Getting Real with Augmented Reality with Guest Blogger Becky Nation

By Becky Nation, Avalon Middle School in Santa Rosa County

Through the generous funding of PLAN, I was offered the incredible opportunity to travel to Denver, Colorado for ALA Midwinter 2018. The opportunity to collaborate with other like-minded professionals, participate in sessions introducing new ideas and technologies, and experience the announcing of award-winning authors and books was exhilarating. I came home with so many ideas swirling through my mind competing for attention, but the concept of virtual and augmented realities kept pushing itself back to the forefront.

I attended several sessions discussing augmented, virtual, and mixed reality, and although I had heard of these prior to attending the conference, I was incredibly intimidated by these concepts. Big libraries with large budgets presented their mobile virtual reality labs that cost more than I could ever afford. The thought of the financial and technological aspects of taking on such a project crippled me for months. After researching and mulling over options, I finally decided the only way to find out how these technologies work was to use them. Augmented reality would be the jumping off point in my library.

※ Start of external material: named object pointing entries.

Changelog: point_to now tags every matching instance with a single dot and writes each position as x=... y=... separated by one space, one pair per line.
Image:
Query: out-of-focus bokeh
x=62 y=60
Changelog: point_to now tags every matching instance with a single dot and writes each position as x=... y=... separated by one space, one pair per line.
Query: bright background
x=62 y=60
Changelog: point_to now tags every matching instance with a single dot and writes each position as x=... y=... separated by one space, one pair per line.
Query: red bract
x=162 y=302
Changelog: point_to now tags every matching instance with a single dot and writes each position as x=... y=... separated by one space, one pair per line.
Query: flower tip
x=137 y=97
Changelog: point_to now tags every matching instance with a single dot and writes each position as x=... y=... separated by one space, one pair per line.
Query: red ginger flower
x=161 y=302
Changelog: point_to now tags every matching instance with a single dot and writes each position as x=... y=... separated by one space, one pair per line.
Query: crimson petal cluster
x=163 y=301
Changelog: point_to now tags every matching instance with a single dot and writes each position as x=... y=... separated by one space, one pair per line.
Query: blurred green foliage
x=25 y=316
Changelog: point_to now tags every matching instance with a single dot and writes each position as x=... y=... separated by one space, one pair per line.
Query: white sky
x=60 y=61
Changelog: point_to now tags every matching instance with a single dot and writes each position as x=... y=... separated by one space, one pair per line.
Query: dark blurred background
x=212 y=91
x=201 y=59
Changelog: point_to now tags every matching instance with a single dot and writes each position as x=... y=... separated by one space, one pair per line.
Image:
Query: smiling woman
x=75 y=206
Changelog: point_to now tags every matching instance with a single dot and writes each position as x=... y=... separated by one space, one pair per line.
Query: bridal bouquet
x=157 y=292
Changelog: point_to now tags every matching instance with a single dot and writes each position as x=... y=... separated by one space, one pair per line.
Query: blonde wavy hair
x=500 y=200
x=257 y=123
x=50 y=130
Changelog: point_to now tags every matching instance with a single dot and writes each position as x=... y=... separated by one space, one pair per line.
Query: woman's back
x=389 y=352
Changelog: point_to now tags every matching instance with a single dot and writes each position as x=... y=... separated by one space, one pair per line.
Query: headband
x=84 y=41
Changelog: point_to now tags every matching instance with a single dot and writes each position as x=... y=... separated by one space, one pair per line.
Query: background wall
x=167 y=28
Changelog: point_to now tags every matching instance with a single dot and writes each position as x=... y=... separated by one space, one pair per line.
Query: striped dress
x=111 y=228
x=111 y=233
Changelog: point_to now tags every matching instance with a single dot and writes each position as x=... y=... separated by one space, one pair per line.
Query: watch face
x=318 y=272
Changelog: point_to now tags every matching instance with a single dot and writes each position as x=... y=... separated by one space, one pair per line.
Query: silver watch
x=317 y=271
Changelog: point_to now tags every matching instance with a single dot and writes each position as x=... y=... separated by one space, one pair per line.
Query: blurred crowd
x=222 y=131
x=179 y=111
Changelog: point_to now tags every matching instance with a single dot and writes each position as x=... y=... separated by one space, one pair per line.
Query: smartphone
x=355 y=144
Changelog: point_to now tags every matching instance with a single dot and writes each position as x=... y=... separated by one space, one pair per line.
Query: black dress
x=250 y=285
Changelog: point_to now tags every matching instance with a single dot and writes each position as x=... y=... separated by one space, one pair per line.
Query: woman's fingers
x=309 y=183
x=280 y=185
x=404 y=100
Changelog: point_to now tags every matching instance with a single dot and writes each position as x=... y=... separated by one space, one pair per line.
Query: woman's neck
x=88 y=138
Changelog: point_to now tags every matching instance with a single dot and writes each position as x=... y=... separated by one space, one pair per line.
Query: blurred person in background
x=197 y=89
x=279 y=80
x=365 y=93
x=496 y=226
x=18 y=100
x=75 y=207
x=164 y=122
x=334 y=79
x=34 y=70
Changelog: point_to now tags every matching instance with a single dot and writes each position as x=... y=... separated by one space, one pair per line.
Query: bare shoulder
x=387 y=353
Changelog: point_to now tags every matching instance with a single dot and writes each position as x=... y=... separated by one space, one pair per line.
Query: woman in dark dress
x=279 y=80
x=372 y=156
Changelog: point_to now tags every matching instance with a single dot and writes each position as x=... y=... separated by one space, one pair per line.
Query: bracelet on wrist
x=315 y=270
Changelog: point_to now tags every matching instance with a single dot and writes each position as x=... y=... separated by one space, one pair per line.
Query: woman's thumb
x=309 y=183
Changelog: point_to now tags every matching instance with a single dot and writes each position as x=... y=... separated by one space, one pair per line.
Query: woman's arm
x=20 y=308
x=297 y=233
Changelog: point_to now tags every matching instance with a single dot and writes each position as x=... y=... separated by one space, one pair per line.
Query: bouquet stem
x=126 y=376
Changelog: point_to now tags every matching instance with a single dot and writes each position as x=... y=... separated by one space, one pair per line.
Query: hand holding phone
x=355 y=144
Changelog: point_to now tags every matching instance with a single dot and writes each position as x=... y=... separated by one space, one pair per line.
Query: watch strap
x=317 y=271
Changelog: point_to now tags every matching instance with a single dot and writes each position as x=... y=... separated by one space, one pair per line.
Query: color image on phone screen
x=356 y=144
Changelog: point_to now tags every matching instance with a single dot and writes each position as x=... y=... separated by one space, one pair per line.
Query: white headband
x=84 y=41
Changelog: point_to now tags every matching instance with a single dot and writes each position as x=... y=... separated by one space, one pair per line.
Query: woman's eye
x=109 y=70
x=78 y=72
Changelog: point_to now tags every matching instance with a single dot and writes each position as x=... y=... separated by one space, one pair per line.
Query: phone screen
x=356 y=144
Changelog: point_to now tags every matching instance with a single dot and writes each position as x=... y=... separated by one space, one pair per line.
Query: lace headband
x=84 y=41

Thinking that I needed to be comfortable with the lesson since the technology aspect would be new for me, I sought a project I currently use that I could enhance to include AR. My students write book reviews each year and deliver them orally. This existing project seemed to readily lend itself to a technology enhancement. I downloaded the free HP Reveal app and watched the tutorial that opened as soon as I downloaded. It guided me through the setup of my first aura. I used my iPad to video my students delivering their book reviews. Then I took a picture of the book cover to use as the trigger that would cue up the video. The HP Reveal app was then used to link the cover trigger to the student’s video. When students download the app and follow my channel, they scan the book and have other students’ book reviews superimpose themselves on the cover of the book where I placed it in the app. Yes, it’s just that easy!

Now that I have figured out how this works, I’m sad I waited so long to interact with this technology. My next steps include a grant proposal asking for tablets to use for recording and linking the books inside HP Reveal. This would allow me to pair students who would video and link their own book reviews for whole classes.